Тильда подумала о Скарлет, о позоре, об ужасе разоблачения, и счастливое сияние померкло. Но Дэви быстро прижал ее к себе.
– Не важно, забудь о моем вопросе, но только, пожалуйста, не смотри так!
Но она продолжала хмуриться, и он придавил ее своим телом к матрацу и стал целовать.
– Только не говори, – прошептала Тильда едва слышно, и он сказал: «Никогда» – и целовал ее, пока она не расслабилась.
– Все в порядке. – Она снова прижалась к нему. – Все хорошо.
– Лучше, чем хорошо, – выдохнул Дэви, не отпуская ее. – Ты…
– Что? – спросила Тильда, почувствовав, что он смотрит мимо нее, на ряд картин вдоль стены. – Что?

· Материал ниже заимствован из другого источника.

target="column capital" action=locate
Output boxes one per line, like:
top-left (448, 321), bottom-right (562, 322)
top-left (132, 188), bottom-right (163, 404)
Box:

– Они – это ты. Все тона. И свет, и гнев, и секс. Они – это ты.
Она всмотрелась в картины, пытаясь понять, что он в них видит, рассмотреть без боли и угрызений совести. Они были прекрасны. Полны смеха, страсти и радости.
– Боже. Ты изумительна, – прошептал он, не сводя взгляда с картин.
– Правда? – покраснела Тильда, чувствуя, как внутри рушится что-то твердое и заскорузлое.
Дэви, улыбаясь, повернулся к ней.
– Скарлет, – протянул он, смакуя ее имя, словно пробуя его на вкус. – Матильда Скарлет Гуднайт. Ее работа.
И нежно поцеловал ее.
«Я люблю тебя», – призналась про себя Тильда и ответила на поцелуй, обнаженная и бесстыдная.